Scott and administration officials held a press conference Wednesday morning on the new child care guidelines and other COVID-19 response efforts.
Scott says child care centers will be closed except for those that serve children of "essential workers" including health care workers and emergency responders.
That means schools and state regulated child care programs are asked to provide care to, at a minimum, their own enrollees who are children of essential persons. But there are strict guidelines they have to follow, including no more than 10 children in a classroom.
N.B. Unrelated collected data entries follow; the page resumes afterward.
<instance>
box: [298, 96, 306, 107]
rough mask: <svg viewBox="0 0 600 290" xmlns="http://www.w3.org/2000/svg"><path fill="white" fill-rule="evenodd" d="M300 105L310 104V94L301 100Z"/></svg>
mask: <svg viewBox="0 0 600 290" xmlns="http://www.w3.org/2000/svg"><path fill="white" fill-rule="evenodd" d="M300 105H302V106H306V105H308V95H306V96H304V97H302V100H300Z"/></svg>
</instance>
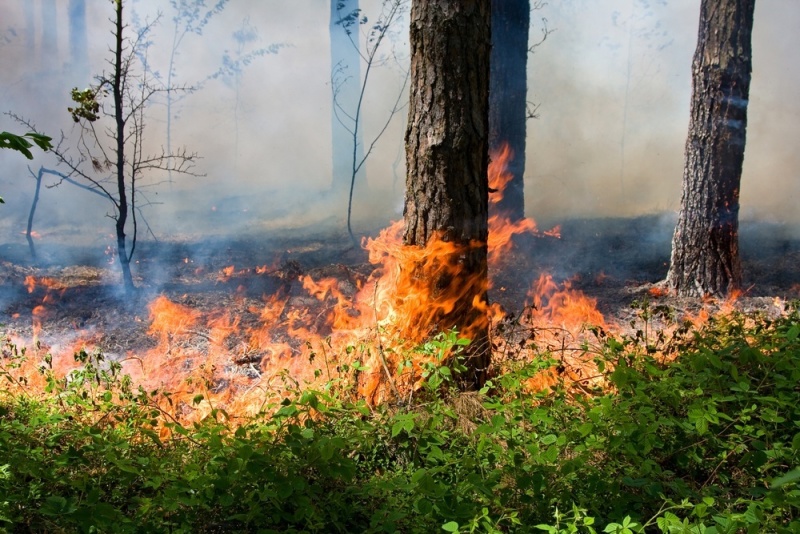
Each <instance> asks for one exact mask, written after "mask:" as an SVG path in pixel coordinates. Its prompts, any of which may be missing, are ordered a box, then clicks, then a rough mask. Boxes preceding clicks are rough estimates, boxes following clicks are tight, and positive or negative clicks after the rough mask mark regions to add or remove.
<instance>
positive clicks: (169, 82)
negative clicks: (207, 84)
mask: <svg viewBox="0 0 800 534" xmlns="http://www.w3.org/2000/svg"><path fill="white" fill-rule="evenodd" d="M227 3H228V0H218V1H217V2H216V3H215V4H214V5H213V6H212V7H211V8H210V9H205V0H170V5H171V6H172V9H173V10H174V14H173V17H172V44H171V46H170V49H169V64H168V65H167V76H166V79H165V80H164V89H165V94H166V107H167V123H166V129H167V139H166V141H167V152H168V153H169V152H172V120H173V119H174V118H175V119H177V117H178V114H177V112H176V111H175V109H174V106H175V103H176V101H177V100H179V99H180V98H182V97H184V96H186V95H187V94H188V93H187V92H186V91H181V92H178V91H177V90H175V77H176V76H177V64H176V62H177V59H178V56H179V55H180V48H181V45H182V44H183V40H184V39H185V38H186V36H187V35H197V36H202V35H203V30H204V29H205V27H206V26H207V25H208V23H209V22H210V21H211V19H212V17H214V15H217V14H219V13H221V12H222V11H223V10H224V9H225V5H226V4H227ZM169 180H170V183H172V173H171V172H170V173H169Z"/></svg>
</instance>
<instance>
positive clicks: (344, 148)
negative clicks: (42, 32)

State officials estimate there are about 288 children that fit the "essential" definition.
Scott admitted that the order asks a great sacrifice of some child care workers. "This is a moment of service for all of us, " he said. "We're all in this together and we'll get through this."
Education officials say for those child care facilities forced to close, they will continue to receive state subsidies to remain viable.
Scott says former state officials Neale Lunderville and Liz Miller will spearhead the state's child care efforts.
Vt. health officials say there is now a total of 19 positive cases in Vermont. They estimate about 273 hospital beds are available. That does not include "surge" beds and other potential beds that could be made available by the National Guard and other agencies. They say about 245 ventilators are available, although it is not clear how many would be needed should the number of cases grow.
Governor Scott says additional state measures to slow the spread of the virus are inevitable.